Informasi mengenai aktivitas vulkanik Gunung Anak Krakatau kembali beredar di masyarakat. Sebuah video dan poster informasi yang beredar di media sosial menyebutkan Gunung Anak Krakatau mengalami erupsi pada Sabtu, 5 September 2026 sekitar pukul 00.22 WIB.
Dalam informasi tersebut disebutkan, aktivitas erupsi Gunung Anak Krakatau berhasil didokumentasikan oleh nelayan yang sedang melaut di kawasan Selat Sunda.
Visual yang beredar memperlihatkan adanya semburan cahaya merah dari arah Gunung Anak Krakatau pada malam hari. Dalam keterangan unggahan juga disebutkan adanya suara dentuman yang diklaim terdengar hingga wilayah Bandung serta getaran yang dirasakan pada sejumlah bangunan.
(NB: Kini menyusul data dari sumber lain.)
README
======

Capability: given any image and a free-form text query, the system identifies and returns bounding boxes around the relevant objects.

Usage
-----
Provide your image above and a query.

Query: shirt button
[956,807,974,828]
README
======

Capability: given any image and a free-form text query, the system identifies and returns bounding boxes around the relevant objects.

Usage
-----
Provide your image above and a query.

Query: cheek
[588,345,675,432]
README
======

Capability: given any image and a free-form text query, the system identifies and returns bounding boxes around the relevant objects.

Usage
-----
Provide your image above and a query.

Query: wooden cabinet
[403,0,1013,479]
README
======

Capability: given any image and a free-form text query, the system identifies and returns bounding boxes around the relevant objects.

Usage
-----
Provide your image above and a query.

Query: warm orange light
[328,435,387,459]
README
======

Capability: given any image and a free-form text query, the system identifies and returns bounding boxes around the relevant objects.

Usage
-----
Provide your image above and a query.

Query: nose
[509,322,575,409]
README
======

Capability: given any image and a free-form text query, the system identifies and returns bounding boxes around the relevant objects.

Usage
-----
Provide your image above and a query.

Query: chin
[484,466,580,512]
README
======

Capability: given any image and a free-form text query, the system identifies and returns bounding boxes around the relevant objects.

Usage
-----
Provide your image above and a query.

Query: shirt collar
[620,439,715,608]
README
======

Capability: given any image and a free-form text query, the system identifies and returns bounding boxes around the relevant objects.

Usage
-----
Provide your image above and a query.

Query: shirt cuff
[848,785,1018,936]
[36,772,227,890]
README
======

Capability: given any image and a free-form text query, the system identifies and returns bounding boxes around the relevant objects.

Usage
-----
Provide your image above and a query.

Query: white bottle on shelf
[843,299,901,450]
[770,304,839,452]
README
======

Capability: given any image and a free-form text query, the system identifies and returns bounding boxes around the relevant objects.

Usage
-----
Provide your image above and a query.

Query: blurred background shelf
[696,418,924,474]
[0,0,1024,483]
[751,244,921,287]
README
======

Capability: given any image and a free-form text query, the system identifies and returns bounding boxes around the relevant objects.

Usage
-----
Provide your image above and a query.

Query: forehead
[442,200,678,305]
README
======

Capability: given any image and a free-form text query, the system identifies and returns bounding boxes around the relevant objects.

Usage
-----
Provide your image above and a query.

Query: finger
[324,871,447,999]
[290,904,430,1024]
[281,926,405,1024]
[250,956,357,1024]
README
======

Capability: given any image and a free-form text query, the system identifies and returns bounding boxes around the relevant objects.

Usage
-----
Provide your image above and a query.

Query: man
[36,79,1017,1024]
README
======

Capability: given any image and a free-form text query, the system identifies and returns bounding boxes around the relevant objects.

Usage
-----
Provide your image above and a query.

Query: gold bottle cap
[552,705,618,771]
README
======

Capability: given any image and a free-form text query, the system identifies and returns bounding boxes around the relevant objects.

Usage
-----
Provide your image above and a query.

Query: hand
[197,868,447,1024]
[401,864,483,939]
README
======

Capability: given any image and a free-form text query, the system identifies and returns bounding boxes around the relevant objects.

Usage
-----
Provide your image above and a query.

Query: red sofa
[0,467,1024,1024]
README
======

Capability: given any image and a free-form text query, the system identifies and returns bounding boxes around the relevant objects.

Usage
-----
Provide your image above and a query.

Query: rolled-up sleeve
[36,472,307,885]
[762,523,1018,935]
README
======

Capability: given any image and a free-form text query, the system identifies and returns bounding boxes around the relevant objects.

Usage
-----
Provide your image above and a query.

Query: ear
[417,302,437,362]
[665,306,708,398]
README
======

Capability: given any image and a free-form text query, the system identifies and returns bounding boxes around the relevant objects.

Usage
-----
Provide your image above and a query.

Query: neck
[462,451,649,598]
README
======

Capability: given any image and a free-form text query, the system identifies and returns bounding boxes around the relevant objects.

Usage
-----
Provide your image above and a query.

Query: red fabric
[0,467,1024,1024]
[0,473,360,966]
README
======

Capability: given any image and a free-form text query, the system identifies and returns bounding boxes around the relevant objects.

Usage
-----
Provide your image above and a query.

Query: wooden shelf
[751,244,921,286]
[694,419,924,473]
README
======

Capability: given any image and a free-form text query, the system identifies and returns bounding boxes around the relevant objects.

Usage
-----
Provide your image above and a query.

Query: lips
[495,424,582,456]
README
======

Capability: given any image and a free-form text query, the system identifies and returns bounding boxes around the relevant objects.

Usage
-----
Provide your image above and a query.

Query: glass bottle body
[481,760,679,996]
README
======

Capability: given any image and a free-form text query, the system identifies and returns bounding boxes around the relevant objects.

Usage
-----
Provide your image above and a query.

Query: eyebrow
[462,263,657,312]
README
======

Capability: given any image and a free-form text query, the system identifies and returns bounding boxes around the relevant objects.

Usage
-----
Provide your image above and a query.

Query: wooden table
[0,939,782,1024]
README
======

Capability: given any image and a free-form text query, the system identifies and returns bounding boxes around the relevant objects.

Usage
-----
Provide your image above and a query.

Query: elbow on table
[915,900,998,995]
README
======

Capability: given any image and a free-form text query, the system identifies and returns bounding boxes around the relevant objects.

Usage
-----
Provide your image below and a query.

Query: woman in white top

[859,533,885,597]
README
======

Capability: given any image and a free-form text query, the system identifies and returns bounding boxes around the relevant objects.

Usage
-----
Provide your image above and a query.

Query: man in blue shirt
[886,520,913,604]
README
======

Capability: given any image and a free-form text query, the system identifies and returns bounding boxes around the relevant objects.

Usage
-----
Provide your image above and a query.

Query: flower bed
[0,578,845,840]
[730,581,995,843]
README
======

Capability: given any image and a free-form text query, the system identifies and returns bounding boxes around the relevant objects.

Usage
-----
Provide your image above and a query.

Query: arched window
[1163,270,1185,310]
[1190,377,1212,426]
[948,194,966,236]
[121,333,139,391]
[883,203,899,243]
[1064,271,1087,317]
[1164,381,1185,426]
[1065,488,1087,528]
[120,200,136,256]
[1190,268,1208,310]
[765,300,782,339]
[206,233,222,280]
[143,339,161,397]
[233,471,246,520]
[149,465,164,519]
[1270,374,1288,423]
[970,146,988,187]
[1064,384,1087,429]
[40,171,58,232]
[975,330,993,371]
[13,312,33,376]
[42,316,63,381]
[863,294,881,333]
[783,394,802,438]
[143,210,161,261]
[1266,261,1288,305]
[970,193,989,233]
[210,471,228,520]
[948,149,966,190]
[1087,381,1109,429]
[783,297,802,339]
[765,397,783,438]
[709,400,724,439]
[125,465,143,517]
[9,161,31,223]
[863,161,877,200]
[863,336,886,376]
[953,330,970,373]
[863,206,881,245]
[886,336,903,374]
Namun demikian, informasi mengenai suara dentuman hingga Bandung maupun dampak getaran tersebut masih perlu dikonfirmasi melalui sumber resmi.
Masyarakat, khususnya yang berada di sekitar kawasan Selat Sunda dan wilayah yang berpotensi terdampak aktivitas Gunung Anak Krakatau, diimbau untuk tetap tenang dan tidak menyebarkan informasi yang belum terverifikasi.
Masyarakat juga diharapkan mengikuti perkembangan aktivitas Gunung Anak Krakatau melalui kanal resmi PVMBG/MAGMA Indonesia serta instansi kebencanaan terkait.